Decisión que entristeció a mi madre, pero que ella sobrellevó con el
estoicismo que mantuvo hasta su vejez, cuando a los noventa años,
luego de largos padecimientos, murió serenamente en su cama en
brazos de Matilde.
Mi hermano Pepe tuvo pasión por el teatro y actuaba en los conjuntos
pueblerinos que se llamaban “Los treinta amigos unidos” y, cuando en
el cine-teatro La Perla, se ponían en escena sainetes criollos, él
siempre conseguía algún papel, por pequeño que fuese. En su cuarto
tenía toda la colección de Bambalinas que se editaba en Buenos Aires
con tapas de colores, donde además de esos sainetes se publicaban
obras de Ibsen y una, que aún recuerdo, de Tolstoi. Toda esa
colección fue devorada por mí antes de los doce años, marcando
fuertemente mi vida, ya que siempre me apasionó el teatro, y aunque
escribí varias obras, nunca salieron de mis cajones.

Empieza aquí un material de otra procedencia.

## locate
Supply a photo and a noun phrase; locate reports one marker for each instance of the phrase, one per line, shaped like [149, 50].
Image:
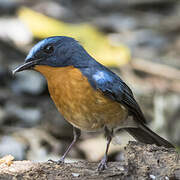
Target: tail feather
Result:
[145, 135]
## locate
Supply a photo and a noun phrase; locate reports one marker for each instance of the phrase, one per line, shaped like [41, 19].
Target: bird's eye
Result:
[48, 49]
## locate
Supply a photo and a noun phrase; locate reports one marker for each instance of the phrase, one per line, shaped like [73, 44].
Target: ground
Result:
[141, 162]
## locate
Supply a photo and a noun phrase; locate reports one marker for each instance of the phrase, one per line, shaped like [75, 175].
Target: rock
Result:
[10, 145]
[94, 148]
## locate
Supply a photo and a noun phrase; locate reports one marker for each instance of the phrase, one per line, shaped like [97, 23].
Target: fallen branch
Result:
[141, 162]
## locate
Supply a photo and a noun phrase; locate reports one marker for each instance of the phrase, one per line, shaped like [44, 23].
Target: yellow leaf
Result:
[94, 41]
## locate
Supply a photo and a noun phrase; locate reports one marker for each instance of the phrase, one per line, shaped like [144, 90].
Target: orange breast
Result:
[78, 102]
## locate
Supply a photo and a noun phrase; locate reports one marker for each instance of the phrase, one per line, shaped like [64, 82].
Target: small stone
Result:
[9, 145]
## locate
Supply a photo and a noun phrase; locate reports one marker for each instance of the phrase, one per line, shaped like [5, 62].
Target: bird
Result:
[90, 96]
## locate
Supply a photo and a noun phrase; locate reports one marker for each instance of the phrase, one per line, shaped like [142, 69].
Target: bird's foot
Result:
[60, 161]
[103, 164]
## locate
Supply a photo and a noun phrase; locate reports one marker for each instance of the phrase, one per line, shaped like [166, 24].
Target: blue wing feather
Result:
[114, 87]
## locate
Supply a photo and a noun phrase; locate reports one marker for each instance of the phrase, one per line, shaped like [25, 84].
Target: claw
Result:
[103, 164]
[61, 161]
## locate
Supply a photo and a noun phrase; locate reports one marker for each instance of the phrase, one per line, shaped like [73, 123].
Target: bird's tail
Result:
[145, 135]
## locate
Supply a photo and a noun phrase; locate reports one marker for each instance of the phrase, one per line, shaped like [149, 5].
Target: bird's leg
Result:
[77, 134]
[103, 164]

Debajo de la aspereza en el trato, mi padre ocultaba su lado más
vulnerable, un corazón cándido y generoso. Poseía un asombroso
sentido de la belleza, tanto que, cuando debieron trasladarse a La
Plata, él mismo diseñó la casa en que vivimos. Tarde descubrí su
pasión por las plantas, a las que cuidaba con una delicadeza para mí
hasta entonces desconocida. Jamás lo he visto faltar a la palabra
empeñada, y con los años, admiré su fidelidad hacia los amigos. Como
fue el caso de don Santiago, el sastre que enfermó de tuberculosis.
Cuando el doctor Helguera le advirtió que la única posibilidad de
sobrevivir era irse a las sierras de Córdoba, mi padre lo acompañó
en uno de esos estrechos camarotes de los viejos ferrocarriles,
donde el contagio parecía inevitable.
Recuerdo siempre esta actitud que define su devoción por la amistad
y que supe valorar varios años después de su muerte, como suele
ocurrir en esta vida que, a menudo, es un permanente desencuentro.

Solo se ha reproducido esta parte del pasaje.